If you studied physics (and you remember your lessons), you might have already noticed that we have been summing up lengths, areas, and dimensionless quantities, mixing up our units (which is something you never want to do in a physical system). We need to normalize all of the features to a common scale. There are many solutions to this problem; a simple one is to normalize to z-scores. The z-score of a value is how far away from the mean it is, in units of standard deviation. It comes down to this operation:

f ' = ( f - μ)/σ

In this formula, f is the old feature value, f' is the normalized feature value, μ is the mean of the feature, and σ is the standard deviation. Both μ and σ are estimated from training data. Independent of what the original values were, after z-scoring, a value of zero corresponds to the training mean, positive values are above the mean, and negative values are below it.

The scikit-learn module makes it very easy to use this normalization as a preprocessing step. We are going to use a pipeline of transformations: the first element will do the transformation and the second element will do the classification. We start by importing both the pipeline and the feature scaling classes as follows:

from sklearn.pipeline import Pipeline
from sklearn.preprocessing import StandardScaler  

Now, we can combine them:

clf = KNeighborsClassifier(n_neighbors=1)
clf = Pipeline([('norm', StandardScaler()), ('knn', classifier)])  

The Pipeline constructor takes a list of pairs, (str,clf). Each pair corresponds to a step in the pipeline: the first element is a string naming the step, while the second element is the object that performs the transformation. Advanced usage of the object uses these names to refer to different steps.

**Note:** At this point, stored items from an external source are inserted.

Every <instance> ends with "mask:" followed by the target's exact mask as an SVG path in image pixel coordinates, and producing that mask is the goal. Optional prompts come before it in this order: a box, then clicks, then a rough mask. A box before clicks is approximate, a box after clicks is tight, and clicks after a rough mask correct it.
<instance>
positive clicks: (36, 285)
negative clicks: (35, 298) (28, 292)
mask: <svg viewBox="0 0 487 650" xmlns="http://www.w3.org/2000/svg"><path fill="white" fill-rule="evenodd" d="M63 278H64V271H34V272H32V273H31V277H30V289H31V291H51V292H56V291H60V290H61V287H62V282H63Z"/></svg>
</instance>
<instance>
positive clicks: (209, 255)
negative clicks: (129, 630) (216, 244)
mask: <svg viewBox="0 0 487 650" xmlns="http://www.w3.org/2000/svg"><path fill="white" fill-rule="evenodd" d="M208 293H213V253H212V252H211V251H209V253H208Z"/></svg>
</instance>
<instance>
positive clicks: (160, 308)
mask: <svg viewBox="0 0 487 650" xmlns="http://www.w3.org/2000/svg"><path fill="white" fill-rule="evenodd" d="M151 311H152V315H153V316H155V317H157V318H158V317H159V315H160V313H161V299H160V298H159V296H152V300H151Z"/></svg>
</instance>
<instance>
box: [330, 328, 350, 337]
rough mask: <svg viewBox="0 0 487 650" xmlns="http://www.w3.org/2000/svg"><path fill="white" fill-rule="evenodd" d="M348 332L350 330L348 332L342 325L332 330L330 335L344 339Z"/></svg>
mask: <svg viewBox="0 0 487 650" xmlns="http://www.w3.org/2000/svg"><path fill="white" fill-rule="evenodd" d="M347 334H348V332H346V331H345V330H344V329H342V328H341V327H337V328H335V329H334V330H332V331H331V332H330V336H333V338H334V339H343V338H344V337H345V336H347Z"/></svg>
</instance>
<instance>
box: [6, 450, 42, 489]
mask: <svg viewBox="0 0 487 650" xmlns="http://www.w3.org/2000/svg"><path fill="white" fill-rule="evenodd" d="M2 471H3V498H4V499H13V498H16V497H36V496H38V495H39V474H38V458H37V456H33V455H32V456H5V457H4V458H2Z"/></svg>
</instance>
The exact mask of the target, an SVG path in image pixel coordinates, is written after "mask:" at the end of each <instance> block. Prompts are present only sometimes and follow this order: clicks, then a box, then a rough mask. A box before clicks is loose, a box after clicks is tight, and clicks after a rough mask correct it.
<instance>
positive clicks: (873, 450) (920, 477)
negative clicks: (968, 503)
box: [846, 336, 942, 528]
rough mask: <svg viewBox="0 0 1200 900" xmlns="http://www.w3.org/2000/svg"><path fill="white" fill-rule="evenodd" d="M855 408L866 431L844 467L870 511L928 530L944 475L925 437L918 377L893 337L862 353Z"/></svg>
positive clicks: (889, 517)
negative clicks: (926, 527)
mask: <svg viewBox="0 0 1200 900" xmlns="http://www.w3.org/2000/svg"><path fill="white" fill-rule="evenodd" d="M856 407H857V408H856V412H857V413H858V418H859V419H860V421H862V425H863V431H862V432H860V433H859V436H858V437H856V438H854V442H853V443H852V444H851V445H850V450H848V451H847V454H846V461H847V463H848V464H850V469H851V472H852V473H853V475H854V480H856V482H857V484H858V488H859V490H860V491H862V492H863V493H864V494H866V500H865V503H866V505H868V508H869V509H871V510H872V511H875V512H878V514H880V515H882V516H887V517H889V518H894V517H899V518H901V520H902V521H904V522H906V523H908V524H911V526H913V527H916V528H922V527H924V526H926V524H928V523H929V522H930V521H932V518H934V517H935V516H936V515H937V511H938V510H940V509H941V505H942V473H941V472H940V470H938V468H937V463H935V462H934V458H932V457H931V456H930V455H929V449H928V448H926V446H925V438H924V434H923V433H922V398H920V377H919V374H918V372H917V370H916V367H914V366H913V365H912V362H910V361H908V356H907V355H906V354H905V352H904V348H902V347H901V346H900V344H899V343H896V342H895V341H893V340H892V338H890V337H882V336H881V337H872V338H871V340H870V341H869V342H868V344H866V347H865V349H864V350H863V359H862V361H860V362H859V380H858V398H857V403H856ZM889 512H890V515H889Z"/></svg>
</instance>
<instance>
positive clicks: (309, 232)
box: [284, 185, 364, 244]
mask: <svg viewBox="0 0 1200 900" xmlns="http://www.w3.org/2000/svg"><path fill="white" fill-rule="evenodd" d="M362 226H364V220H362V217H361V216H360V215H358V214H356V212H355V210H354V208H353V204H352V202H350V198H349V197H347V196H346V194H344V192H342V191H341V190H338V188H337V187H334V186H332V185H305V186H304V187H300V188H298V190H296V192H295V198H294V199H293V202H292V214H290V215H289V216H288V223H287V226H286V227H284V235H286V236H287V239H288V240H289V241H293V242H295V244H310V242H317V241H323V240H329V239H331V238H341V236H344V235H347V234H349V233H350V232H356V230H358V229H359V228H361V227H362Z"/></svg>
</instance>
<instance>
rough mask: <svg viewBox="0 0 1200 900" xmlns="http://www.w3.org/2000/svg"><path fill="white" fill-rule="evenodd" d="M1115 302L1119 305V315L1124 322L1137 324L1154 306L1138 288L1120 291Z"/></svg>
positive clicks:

After normalization, every feature is in the same units (technically, every feature is now dimensionless; it has no units) and we can more confidently mix dimensions. In fact, if we now run our nearest neighbor classifier, we obtain 86 percent accuracy, estimated with the same five-fold cross-validation code shown previously!

Look at the decision space again in two dimensions:

The boundaries are now different and you can see that both dimensions make a difference to the outcome. In the full dataset, everything is happening on a seven-dimensional space, which is very hard to visualize, but the same principle applies; while a few dimensions are dominant in the original data, after normalization, they are all given the same importance.